In January 1921, Shackleton acquires a 4-year-old Norwegian sealer, Foca 1. The ship is especially suitable for Arctic sea conditions. It is renamed Quest at Emily Shackleton’s suggestion. It is 125 feet long and 204 tons (gross tonnage).
Saturday 22 January 1921
Shackleton embarks at Liverpool on RMS Aquitania, bound for New York. His eventual destination is Montreal, where he will lobby for support for the expedition. He is accompanied by James Aloysius Cook, as his secretary. Cook runs some of Shackleton’s business affairs, including the Tabard cigarette company.
Thursday 27 January 1921
No escape from the lecturing. Three days before arriving in New York, Shackleton delivers a lecture on the Endurance expedition, to passengers on Aquitania, given in the First Class Saloon.
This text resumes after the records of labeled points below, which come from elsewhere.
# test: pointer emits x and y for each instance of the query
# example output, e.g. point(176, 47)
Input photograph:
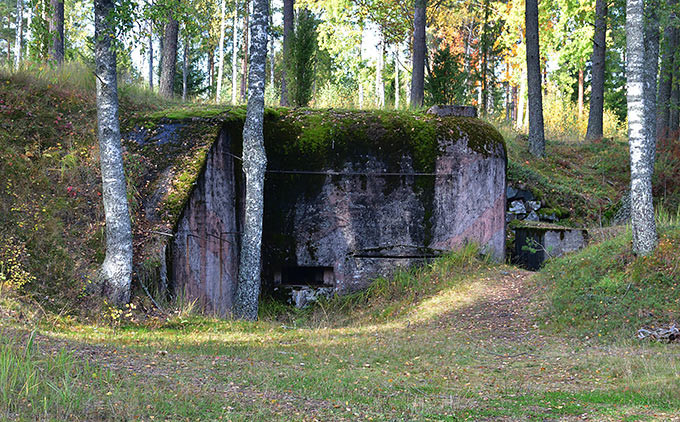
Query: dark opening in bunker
point(306, 276)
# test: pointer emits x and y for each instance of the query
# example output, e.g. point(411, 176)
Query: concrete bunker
point(349, 196)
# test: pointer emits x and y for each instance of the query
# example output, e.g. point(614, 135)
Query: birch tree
point(595, 124)
point(640, 137)
point(254, 165)
point(115, 274)
point(56, 47)
point(536, 133)
point(19, 26)
point(419, 50)
point(234, 52)
point(168, 57)
point(220, 62)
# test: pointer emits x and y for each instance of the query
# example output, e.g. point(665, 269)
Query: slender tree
point(379, 83)
point(397, 88)
point(666, 77)
point(244, 58)
point(19, 34)
point(116, 270)
point(220, 62)
point(595, 125)
point(234, 54)
point(254, 165)
point(536, 133)
point(288, 19)
point(641, 143)
point(185, 67)
point(56, 47)
point(150, 56)
point(168, 57)
point(419, 51)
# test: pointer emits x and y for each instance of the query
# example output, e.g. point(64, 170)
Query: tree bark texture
point(419, 51)
point(536, 134)
point(56, 48)
point(651, 69)
point(595, 116)
point(220, 61)
point(580, 92)
point(115, 275)
point(150, 57)
point(185, 69)
point(244, 59)
point(379, 83)
point(254, 166)
point(667, 77)
point(168, 58)
point(19, 42)
point(641, 144)
point(397, 88)
point(234, 57)
point(288, 21)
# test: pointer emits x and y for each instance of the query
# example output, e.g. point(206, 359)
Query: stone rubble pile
point(523, 205)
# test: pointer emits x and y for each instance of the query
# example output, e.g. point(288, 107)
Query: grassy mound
point(606, 289)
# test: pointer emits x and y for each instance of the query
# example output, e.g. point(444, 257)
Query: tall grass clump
point(40, 387)
point(605, 288)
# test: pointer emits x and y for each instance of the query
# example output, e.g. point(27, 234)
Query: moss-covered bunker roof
point(166, 151)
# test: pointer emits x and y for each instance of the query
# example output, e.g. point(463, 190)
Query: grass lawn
point(475, 346)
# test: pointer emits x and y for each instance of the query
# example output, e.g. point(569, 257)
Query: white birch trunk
point(396, 77)
point(19, 27)
point(220, 62)
point(234, 54)
point(115, 275)
point(641, 143)
point(254, 166)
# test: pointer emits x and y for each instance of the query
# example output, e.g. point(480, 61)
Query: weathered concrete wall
point(204, 251)
point(364, 224)
point(364, 195)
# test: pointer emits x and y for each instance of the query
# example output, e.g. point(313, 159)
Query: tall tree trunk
point(185, 69)
point(419, 51)
point(220, 61)
point(536, 134)
point(580, 92)
point(168, 58)
point(254, 166)
point(513, 117)
point(116, 270)
point(595, 115)
point(485, 57)
point(234, 56)
point(666, 76)
point(288, 19)
point(271, 51)
point(56, 48)
point(641, 144)
point(651, 69)
point(244, 59)
point(519, 125)
point(397, 88)
point(150, 56)
point(379, 83)
point(18, 42)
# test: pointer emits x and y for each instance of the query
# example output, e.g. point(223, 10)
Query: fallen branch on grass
point(668, 335)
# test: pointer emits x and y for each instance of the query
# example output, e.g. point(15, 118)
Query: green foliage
point(445, 84)
point(300, 59)
point(606, 289)
point(13, 257)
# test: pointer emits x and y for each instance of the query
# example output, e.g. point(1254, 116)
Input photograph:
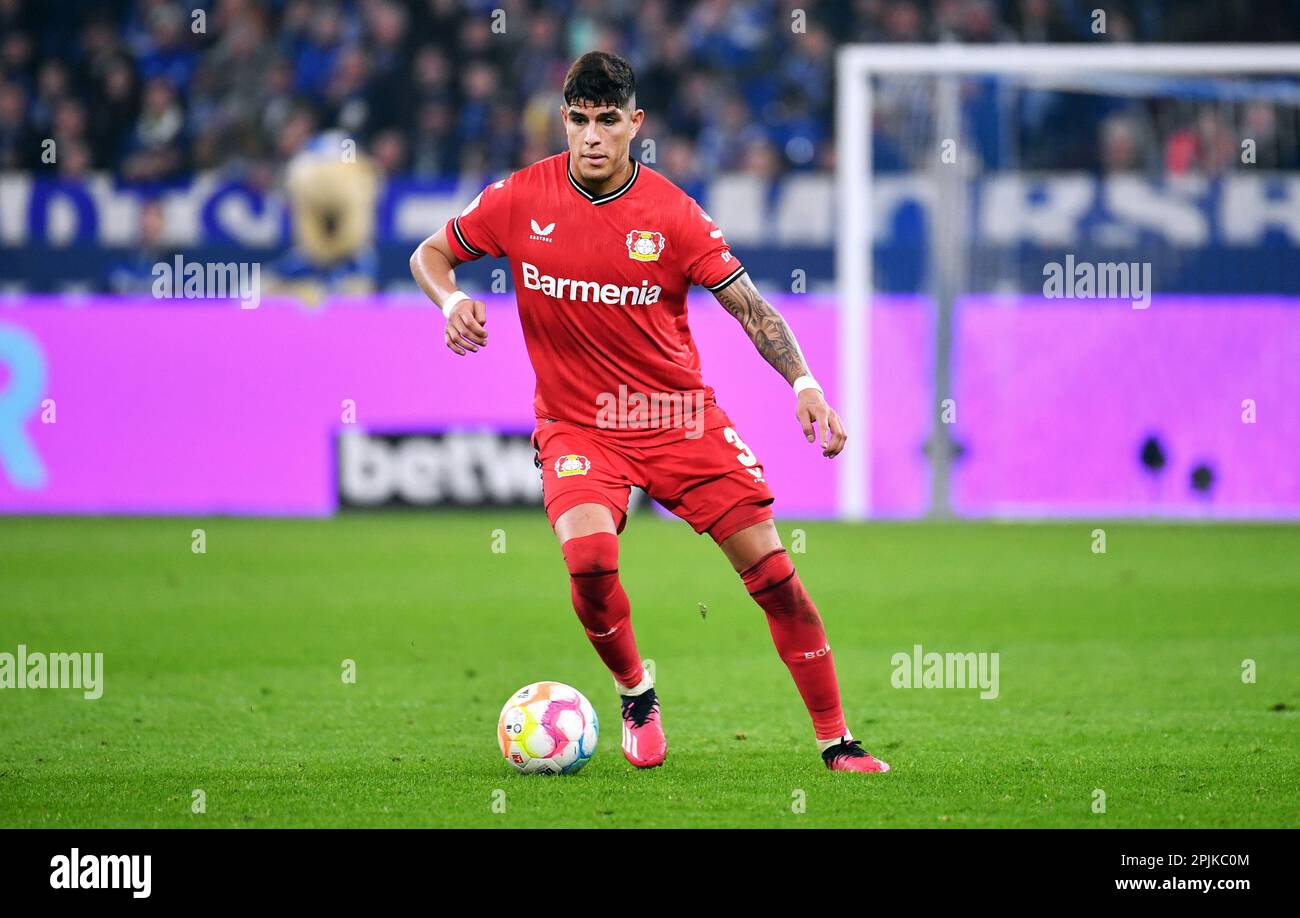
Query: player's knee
point(768, 572)
point(593, 564)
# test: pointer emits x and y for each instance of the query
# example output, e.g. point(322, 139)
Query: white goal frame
point(856, 65)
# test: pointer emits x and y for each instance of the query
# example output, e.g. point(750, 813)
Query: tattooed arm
point(775, 341)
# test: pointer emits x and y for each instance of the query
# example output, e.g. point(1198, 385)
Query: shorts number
point(745, 455)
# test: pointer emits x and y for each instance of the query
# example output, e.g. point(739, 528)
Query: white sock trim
point(822, 745)
point(640, 688)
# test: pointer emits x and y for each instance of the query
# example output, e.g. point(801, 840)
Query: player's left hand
point(815, 415)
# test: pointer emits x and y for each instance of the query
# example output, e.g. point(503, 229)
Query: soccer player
point(603, 251)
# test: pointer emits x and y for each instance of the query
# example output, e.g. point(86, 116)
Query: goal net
point(1067, 280)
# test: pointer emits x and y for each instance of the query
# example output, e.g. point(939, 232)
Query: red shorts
point(713, 481)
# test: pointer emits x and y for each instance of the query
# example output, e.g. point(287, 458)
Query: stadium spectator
point(433, 81)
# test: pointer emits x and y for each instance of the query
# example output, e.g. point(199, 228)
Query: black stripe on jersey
point(612, 195)
point(460, 238)
point(726, 281)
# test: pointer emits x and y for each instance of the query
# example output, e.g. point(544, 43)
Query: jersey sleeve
point(481, 228)
point(707, 258)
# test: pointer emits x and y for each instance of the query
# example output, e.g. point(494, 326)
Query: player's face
point(599, 137)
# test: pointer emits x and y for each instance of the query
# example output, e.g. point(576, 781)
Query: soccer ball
point(547, 728)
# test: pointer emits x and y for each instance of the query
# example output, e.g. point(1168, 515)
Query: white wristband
point(806, 382)
point(449, 304)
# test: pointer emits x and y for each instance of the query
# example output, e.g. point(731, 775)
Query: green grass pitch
point(1118, 671)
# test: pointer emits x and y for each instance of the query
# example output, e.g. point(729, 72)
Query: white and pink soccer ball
point(547, 728)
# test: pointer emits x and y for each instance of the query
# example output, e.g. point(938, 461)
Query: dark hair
point(599, 78)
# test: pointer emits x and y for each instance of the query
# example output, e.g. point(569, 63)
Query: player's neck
point(611, 183)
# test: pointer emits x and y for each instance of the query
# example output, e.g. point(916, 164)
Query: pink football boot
point(644, 743)
point(852, 757)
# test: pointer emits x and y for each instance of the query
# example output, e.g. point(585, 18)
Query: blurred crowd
point(156, 90)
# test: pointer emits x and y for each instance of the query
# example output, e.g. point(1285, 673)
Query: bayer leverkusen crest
point(645, 245)
point(572, 464)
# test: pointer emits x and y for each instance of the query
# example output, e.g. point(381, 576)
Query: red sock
point(800, 639)
point(601, 603)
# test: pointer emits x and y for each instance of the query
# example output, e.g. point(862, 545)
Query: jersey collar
point(609, 196)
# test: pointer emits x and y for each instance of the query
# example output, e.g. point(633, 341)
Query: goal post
point(856, 68)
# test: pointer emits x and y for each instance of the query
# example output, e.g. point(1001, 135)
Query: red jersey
point(601, 284)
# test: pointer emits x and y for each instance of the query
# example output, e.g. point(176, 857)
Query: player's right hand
point(464, 329)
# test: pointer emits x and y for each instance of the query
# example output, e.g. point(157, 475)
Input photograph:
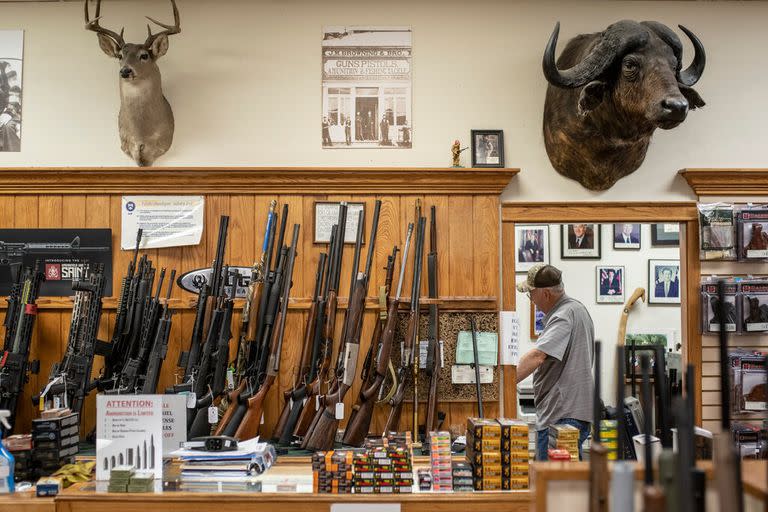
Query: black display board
point(61, 266)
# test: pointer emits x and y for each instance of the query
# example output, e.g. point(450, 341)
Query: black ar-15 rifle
point(69, 381)
point(19, 320)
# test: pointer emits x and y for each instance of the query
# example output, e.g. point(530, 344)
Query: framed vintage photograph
point(487, 148)
point(531, 246)
point(626, 236)
point(665, 235)
point(580, 241)
point(327, 215)
point(537, 322)
point(664, 281)
point(610, 284)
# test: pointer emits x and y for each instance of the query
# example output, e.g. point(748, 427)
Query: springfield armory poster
point(64, 255)
point(11, 53)
point(367, 87)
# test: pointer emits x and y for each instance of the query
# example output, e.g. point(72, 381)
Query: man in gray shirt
point(561, 363)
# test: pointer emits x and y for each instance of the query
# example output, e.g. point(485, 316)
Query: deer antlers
point(93, 25)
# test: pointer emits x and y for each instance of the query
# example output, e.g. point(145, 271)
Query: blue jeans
point(542, 436)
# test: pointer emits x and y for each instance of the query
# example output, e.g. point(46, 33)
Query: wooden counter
point(26, 502)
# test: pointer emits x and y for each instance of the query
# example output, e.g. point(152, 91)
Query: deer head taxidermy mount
point(146, 119)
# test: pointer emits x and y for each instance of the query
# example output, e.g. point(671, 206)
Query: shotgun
point(308, 423)
point(253, 314)
point(396, 402)
point(623, 478)
point(375, 370)
point(433, 349)
point(653, 496)
point(322, 436)
point(727, 462)
point(294, 397)
point(249, 427)
point(598, 454)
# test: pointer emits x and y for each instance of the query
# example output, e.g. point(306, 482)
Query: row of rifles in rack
point(226, 393)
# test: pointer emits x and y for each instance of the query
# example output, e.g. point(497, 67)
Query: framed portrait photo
point(537, 322)
point(487, 148)
point(580, 241)
point(609, 283)
point(664, 281)
point(626, 236)
point(327, 215)
point(531, 246)
point(665, 235)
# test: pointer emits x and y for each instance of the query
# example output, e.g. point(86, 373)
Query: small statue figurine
point(456, 151)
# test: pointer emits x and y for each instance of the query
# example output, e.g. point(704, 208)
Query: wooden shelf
point(727, 182)
point(265, 180)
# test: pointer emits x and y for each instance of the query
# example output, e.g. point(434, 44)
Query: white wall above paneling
point(243, 78)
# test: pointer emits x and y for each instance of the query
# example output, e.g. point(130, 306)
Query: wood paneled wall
point(468, 230)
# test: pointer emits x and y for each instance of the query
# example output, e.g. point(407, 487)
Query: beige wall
point(244, 82)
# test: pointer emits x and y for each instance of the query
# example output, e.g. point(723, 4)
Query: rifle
point(623, 478)
point(69, 379)
point(308, 422)
point(396, 402)
point(115, 358)
point(476, 364)
point(375, 370)
point(213, 365)
point(727, 462)
point(19, 322)
point(249, 426)
point(206, 302)
point(598, 453)
point(294, 397)
point(322, 436)
point(653, 496)
point(261, 348)
point(433, 350)
point(160, 344)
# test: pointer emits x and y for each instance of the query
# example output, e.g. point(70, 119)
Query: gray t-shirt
point(563, 385)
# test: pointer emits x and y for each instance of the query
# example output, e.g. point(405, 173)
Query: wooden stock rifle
point(598, 453)
point(405, 370)
point(252, 315)
point(433, 350)
point(654, 499)
point(309, 417)
point(249, 426)
point(322, 436)
point(294, 397)
point(727, 462)
point(375, 368)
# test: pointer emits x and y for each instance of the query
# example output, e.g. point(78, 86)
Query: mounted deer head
point(146, 119)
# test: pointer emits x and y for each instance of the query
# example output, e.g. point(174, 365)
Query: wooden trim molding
point(727, 182)
point(598, 211)
point(267, 180)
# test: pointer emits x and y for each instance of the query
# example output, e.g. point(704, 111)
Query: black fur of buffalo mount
point(607, 94)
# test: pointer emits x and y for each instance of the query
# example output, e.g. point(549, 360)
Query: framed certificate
point(327, 215)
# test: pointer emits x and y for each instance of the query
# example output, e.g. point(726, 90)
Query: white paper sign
point(167, 221)
point(174, 422)
point(129, 431)
point(509, 336)
point(465, 374)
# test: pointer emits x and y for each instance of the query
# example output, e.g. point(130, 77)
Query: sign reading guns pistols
point(65, 255)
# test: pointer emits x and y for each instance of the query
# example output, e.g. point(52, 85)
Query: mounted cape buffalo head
point(609, 91)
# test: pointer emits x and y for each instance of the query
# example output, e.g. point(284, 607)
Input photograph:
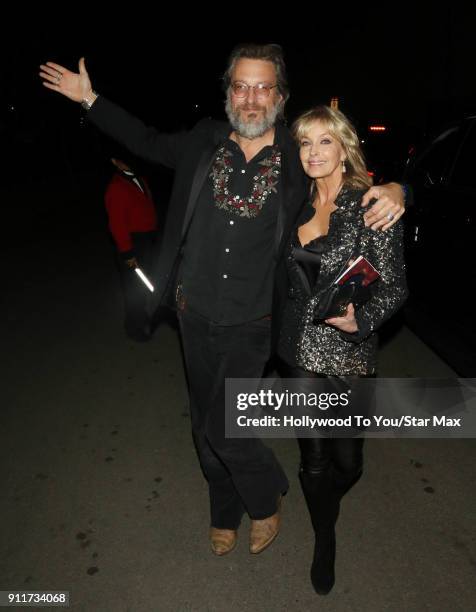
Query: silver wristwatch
point(87, 102)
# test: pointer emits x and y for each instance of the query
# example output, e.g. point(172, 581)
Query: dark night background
point(411, 71)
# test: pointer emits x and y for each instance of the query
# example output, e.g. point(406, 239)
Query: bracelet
point(87, 102)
Sir Philip Gibbs (formerly one of five British official war reporters during WW1) is travelling on the same voyage and writes “an appreciation”:
Shackleton and Cook arrive in New York on January 30th
Saturday 5 March 1921
Shackleton arrives back at Southampton, from New York, on RMS Aquitania after six weeks away lobbying for funding.
Also this month, the Quest arrives in Southampton for refitting at the J I Thornycroft yards.
Tuesday 15 March 1921
Shackleton writes to Hugh Robert Mill, the geographer and meteorologist, offering a fee and asking him to draw up a scientific plan for the Arctic expedition, exploring the Beaufort Sea.
Saturday 26 March 1921
Just three weeks after returning from his last transatlantic trip, Shackleton departs Southampton on RMS Mauretania, yet again heading to New York and then transit to Canada in another attempt to secure the financial backing of the Canadian government.